O problema está no "como". Certificados sem contexto, ações pontuais para mascarar problemas estruturais e cursos milagrosos prometendo senioridade em quatro horas: essa é a realidade de quem brinca de ESG. O conceito, que deveria estar no centro da estratégia corporativa, muitas vezes é tratado como acessório, algo para preencher relatórios bonitos, mas sem vínculo com a essência do negócio.
Estamos vendo organizações criando um "teatro ESG", onde práticas isoladas são exaltadas enquanto os grandes problemas – aqueles que exigem trabalho duro e estratégia robusta – são ignorados. Pior ainda, narrativas artificiais, alimentadas por algoritmos e estratégias de marketing, perpetuam a desinformação. Parece que vivemos um ciclo onde a aparência importa mais que a transformação. Greenwashing institucionalizado.
Quando uma empresa reconhecida por sua "gestão de pessoas" forma cartéis para nivelar salários; ou quando instituições que deveriam liderar a implementação da Agenda 2030 enfrentam denúncias de injúrias raciais e éticas, percebemos que algo está muito errado. Não é diferente com profissionais que vendem ilusões sobre ESG enquanto entregam conteúdos rasos ou plagiados. O resultado? Um mercado inflado por falsas promessas e vazios de integridade.
Eventos e prêmios: real impacto ou autopromoção?
Os eventos ESG tornaram-se vitrines corporativas financiadas por quem tem mais interesse em se autopromover. Enquanto isso, os reais desafios são varridos para debaixo do tapete, e as fragilidades, que deveriam ser analisadas, são esquecidas. Até as premiações viraram commodities, criadas para inflar egos e gerar receita, mas sem lastro na transformação que o ESG propõe.
A pergunta que incomoda. Por que você quer que sua empresa estruture uma agenda ESG? Para ganhar likes e criar uma fachada ou para garantir perenidade e resultados sólidos? Se for a primeira opção, o caminho está claro: confetes, mídia paga e narrativas editadas para massagear o ego.
Mas lembre-se: essa conta chega – e ela será alta. Agora, se você realmente quer proteger o resultado financeiro e a reputação do seu negócio, é hora de questionar o que parece fácil demais.
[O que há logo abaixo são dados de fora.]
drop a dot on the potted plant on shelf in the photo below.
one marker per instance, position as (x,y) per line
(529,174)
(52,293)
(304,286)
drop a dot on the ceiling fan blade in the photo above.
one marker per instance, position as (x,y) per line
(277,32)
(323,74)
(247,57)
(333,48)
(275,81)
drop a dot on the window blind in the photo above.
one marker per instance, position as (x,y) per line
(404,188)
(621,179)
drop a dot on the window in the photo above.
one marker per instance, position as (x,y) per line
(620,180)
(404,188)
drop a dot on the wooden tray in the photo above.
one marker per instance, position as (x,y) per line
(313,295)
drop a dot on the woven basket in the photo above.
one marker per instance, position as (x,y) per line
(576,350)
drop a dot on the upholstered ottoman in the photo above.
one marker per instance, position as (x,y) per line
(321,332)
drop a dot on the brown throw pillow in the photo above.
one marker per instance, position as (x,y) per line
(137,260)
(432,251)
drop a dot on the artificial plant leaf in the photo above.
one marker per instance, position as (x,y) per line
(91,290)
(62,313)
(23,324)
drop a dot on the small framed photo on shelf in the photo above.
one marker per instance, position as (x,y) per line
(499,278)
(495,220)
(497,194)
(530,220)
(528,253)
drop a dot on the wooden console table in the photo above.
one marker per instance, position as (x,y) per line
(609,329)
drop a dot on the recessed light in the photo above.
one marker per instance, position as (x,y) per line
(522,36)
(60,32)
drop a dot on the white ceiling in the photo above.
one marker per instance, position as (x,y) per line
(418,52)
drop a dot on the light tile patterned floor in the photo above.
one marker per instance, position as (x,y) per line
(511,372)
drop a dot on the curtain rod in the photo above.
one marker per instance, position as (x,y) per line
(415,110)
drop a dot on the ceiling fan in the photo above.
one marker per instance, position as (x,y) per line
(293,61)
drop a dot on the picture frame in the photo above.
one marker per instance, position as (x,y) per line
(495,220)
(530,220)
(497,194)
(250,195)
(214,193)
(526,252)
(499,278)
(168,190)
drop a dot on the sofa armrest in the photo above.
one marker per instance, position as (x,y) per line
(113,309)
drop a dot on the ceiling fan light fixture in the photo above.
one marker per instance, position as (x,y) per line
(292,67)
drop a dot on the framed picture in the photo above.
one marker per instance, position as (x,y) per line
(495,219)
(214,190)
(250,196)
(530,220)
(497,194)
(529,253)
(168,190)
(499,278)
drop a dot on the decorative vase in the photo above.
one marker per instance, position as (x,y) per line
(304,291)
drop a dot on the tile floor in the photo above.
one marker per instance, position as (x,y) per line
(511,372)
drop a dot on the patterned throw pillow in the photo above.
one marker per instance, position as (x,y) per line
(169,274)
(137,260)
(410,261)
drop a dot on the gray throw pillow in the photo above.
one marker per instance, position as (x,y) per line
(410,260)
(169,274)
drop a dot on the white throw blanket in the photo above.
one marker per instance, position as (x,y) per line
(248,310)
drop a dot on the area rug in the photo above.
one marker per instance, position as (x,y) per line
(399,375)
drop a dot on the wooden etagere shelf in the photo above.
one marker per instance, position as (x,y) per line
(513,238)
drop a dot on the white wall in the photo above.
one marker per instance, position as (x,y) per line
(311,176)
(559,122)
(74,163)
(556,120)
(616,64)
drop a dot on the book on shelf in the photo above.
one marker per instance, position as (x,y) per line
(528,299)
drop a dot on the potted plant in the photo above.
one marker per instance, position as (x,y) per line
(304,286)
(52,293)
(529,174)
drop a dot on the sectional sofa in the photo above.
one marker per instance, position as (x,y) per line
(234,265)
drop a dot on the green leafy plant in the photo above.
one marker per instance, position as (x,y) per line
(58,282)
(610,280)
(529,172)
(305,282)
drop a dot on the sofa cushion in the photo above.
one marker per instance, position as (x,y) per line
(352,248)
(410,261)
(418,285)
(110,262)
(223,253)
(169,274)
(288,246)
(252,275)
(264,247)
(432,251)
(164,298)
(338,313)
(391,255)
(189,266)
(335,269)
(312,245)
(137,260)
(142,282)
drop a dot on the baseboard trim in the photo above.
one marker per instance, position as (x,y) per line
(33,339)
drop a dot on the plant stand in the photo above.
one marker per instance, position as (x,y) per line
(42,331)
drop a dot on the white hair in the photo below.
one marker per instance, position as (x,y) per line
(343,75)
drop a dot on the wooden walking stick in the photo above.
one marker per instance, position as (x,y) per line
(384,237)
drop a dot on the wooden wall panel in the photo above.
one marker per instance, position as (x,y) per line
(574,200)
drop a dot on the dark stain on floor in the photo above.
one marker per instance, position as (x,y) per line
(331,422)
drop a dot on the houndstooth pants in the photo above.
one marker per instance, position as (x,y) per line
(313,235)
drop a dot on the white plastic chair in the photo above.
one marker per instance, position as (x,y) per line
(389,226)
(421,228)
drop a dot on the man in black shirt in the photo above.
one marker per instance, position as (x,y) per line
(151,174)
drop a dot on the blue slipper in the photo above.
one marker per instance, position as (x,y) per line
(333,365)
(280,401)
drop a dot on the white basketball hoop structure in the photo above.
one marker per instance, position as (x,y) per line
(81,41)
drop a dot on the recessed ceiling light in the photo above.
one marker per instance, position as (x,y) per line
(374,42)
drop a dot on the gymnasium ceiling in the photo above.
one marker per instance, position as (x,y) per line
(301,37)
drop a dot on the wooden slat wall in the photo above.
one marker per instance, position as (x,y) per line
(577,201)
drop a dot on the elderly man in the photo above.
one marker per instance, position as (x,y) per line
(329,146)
ESG não é um truque de marketing. É uma estrutura estratégica complexa, que exige pensamento crítico, resiliência e conexão genuína com os objetivos da empresa. É basicamente uma forma de estruturar negócios pensando em todas as variáveis internas e externas e não simplesmente um empilhado de ações bonitinhas.
Virar a chave começa aqui.
Chegamos ao ponto em que não dá mais para ignorar. O mínimo que a sociedade merece é o respeito pela verdade e pela transparência. Continuar a fingir é enganar quem acredita na transformação. Pior ainda, é perpetuar práticas que são mais nocivas do que a ausência de ação. Nesse momento, precisamos disseminar cada vez mais a origem das ações que fazemos e, principalmente, questionar a profundidade daqueles que nos demonstram tais ações.
E você? Vai continuar aceitando o "faz de conta"? Se acredita que chegou a hora de fazer diferente, comece questionando o superficial e investindo no profundo. O futuro exige responsabilidade – e ele começa hoje. O falso sentimento de que "todo mundo está fazendo ESG" é o maior risco que podemos correr.